The Open University has revamped its computing and ICT degree curriculum, in a move it hopes will make its computing graduates better suited to the needs of UK employers and inspire more students to study IT.
The OU, whose students study remotely rather than by attending a teaching campus, will offer two new undergraduate IT degrees starting in October: a BSc in computing and IT, and a BSc in computing and IT and a second subject, such as maths, stats, design, business or psychology.
The new computing degrees have an emphasis on vocational and work-based learning - allowing students to gain credits towards their degree for previous industry work experience or accreditation and internationally recognised vendor certification.
The OU will offer vendor modules including Cisco Networking (CCNA) and Microsoft server technologies, while a VMware module will be added next year. The university is hoping the addition of vendor accreditation will encourage more employers to pay for staff to study for the computing and ICT degree.
Launching the new curriculum, the OU's dean of mathematical computing and technology, professor Anne De Roeck, said the UK faces an IT skills shortage "operating at all levels".
Research by sector skills body e-skills UK shows 110,000 new IT jobs are created every year in the UK but Kevin Streater, executive director for IT and telecoms at the OU, said employers are struggling to find suitable candidates. "It's really important we have a computing degree that can fill this gap," he added.
Adding the option of a second subject is another way it is aiming to make the degrees more relevant to students and employers by enabling additional relevant business skills to be learned alongside the technical skills, he said.
De Roeck also higlighted the importance of business skills to IT graduates, describing IT as "increasingly acting as the glue that holds enterprise together".
While the number of students studying IT with the OU has remained relatively steady over the years, Streater said the university has some 25,000 students who have "paused" their IT studies. By revamping the curriculum, the university is therefore hoping to encourage more students to complete a full IT degree.
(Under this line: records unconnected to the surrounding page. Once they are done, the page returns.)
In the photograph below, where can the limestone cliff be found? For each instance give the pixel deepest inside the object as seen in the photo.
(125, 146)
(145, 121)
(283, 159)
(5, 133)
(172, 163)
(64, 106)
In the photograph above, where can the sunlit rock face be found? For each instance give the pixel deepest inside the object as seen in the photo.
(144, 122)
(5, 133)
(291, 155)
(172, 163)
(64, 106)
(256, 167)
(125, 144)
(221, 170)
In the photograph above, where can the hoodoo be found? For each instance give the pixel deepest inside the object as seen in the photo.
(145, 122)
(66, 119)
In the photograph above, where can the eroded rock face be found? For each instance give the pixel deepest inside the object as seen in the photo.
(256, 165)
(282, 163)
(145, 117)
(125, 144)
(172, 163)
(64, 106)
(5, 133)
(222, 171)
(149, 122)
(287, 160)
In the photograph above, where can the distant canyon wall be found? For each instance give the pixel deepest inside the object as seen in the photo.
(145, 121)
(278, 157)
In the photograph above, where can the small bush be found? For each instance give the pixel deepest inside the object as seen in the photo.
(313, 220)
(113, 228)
This year IT students make up 10 per cent of the university's student intake with some 263,000 studying the subject. "This is a really key area, so we've got to make sure we get this right," Streater said.
Students on the OU's new ICT degree will be sent this ubiquitous computing device and asked to program itPhoto: Natasha Lomas/silicon.com
The UK has to get students excited about studying technology, he told silicon.com, at the same time as making sure degrees are turning out the kind of graduates the industry needs. "Employability of graduates is the new metric," he said.
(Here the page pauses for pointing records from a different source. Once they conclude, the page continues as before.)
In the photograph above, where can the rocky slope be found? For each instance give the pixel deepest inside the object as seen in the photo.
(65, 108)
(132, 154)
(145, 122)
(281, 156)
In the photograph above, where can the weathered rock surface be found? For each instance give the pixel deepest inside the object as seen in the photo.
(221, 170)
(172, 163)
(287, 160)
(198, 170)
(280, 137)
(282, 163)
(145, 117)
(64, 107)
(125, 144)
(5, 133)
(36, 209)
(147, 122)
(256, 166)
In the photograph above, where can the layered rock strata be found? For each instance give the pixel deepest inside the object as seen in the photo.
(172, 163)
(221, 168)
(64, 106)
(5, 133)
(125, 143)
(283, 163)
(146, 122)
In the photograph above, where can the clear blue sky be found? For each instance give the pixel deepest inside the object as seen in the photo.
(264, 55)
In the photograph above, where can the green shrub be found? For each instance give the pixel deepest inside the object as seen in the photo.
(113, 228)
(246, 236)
When it comes to getting students excited about the potential of technology, the university has a trick up its sleeve - or rather a box of tricks. All computing and ICT students will be sent a box containing a ubiquitous computing device along with a variety of plug-in sensors.
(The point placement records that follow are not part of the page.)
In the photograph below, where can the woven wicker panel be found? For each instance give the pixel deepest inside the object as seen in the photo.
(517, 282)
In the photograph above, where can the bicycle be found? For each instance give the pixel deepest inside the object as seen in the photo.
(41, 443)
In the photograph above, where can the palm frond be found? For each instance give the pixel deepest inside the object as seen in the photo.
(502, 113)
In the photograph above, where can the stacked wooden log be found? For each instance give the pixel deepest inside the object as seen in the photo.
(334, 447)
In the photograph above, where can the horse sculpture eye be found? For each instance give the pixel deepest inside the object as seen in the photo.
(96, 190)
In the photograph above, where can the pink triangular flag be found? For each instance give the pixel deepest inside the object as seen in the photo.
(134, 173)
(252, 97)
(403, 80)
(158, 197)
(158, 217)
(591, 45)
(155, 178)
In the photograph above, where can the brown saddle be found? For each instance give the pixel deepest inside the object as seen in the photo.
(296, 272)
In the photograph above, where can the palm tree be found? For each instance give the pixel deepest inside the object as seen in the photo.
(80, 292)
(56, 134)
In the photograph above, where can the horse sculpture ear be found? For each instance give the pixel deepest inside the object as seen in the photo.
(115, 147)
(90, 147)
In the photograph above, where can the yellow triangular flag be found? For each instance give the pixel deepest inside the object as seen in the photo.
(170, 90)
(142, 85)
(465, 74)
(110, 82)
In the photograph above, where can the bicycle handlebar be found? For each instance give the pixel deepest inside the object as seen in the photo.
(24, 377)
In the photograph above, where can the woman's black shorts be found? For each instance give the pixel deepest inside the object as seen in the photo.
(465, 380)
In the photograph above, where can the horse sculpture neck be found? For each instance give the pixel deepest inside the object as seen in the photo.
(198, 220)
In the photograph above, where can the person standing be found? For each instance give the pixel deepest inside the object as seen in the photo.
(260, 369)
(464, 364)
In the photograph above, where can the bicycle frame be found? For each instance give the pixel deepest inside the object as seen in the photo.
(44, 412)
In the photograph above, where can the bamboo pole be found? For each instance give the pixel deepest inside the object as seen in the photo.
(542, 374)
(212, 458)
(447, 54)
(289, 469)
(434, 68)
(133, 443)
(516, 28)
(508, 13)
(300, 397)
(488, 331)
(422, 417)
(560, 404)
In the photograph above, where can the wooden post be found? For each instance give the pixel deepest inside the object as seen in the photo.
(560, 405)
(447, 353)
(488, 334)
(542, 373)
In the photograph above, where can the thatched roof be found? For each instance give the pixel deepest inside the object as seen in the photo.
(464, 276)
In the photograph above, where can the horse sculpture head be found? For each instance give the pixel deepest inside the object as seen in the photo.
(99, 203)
The SenseBoard device, pictured above, plugs into a computer via USB and can then be programmed by using a drag-and-drop programming language called Sense, based on MIT's Scratch.
"Although [Scratch] was invented for children the idea is it gets past the barriers of syntax, strange commands, and it makes it easy to start building programs - you're not confronted with a blank piece of paper," according to Mike Richards, one of the two team chairs for the My Digital Life course module, the first component of the computing and ICT degree.
"Many of the students will never have touched a computer in any creative way at all and we're going to be getting them to programme internet-ready applications in a couple of weeks," he said.